Из толпы вывели, почтительно поддерживая под руки, сточетырехлетнего сэсэна Байыка, и он дребезжащим от старости, но счастливым голоском запел:
В это время в толпе заговорили возбужденно:
— Губернатор едет!
— Где, где?
— Да вон, гляди, в коляске цугом!
Григорий Семенович Волконский за эти годы сильно сдал и не рискнул появляться перед башкирскими полками верхом, а предпочел удобную коляску, запряженную четверкой застоявшихся в конюшне лошадей; вокруг скакали офицеры штаба и конвойные оренбургские казаки.

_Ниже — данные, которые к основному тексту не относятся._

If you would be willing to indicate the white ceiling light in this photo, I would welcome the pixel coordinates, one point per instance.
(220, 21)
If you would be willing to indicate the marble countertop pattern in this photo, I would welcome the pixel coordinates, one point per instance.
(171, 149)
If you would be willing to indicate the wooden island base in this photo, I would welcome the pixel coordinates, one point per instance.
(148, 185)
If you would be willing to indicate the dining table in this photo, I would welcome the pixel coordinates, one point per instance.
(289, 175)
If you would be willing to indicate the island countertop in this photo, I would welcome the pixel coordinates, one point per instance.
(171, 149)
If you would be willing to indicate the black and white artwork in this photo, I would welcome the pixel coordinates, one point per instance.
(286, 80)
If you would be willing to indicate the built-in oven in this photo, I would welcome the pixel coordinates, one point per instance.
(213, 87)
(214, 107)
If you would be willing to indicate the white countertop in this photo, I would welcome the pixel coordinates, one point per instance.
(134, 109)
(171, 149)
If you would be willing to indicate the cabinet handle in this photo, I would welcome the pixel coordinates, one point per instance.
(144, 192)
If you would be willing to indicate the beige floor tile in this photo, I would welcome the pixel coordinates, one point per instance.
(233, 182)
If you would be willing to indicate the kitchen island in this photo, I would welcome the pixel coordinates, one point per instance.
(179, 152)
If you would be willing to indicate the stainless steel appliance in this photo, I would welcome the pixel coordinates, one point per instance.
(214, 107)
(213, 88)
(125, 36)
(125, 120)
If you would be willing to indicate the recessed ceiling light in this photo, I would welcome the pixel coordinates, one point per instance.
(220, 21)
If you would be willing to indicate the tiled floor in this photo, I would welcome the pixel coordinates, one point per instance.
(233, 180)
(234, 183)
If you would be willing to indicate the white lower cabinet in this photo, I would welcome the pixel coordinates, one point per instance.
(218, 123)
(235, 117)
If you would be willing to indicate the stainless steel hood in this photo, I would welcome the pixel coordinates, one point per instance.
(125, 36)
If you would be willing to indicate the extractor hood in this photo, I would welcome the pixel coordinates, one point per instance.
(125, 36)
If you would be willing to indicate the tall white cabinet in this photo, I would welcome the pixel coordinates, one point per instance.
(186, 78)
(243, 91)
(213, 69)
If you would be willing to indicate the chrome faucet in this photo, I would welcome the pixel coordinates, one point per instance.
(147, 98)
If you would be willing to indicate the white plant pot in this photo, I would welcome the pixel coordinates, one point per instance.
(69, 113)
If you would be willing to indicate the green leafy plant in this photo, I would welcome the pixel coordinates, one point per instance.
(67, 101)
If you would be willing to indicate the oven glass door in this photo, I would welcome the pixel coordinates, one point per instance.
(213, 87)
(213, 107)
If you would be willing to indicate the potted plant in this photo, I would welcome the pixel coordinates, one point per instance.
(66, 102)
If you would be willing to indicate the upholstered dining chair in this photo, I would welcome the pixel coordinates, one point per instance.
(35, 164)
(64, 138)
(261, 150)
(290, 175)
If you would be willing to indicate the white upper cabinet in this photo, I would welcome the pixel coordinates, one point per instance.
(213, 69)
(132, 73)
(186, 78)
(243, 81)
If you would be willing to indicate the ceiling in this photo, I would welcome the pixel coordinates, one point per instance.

Перед каждым полком кучер туго натягивал вожжи, коренные взрывали землю копытами, князь вставал и, приложив руку к треуголке, поздравлял башкирских воинов с победой над супостатами, благодарил от имени царя Александра за верную службу России. Голос старика звучал слабо, джигиты половины слов не разобрали, но кричали «ура» от души, ибо похвала всегда приятна, а близящаяся встреча с родными пьянила куда сильнее самого пенистого кумыса.
Волконский, не задерживаясь, уехал в город, то ли лежать на диване в кабинете и думать о тщете жизни, то ли молиться перед киотом в спальне.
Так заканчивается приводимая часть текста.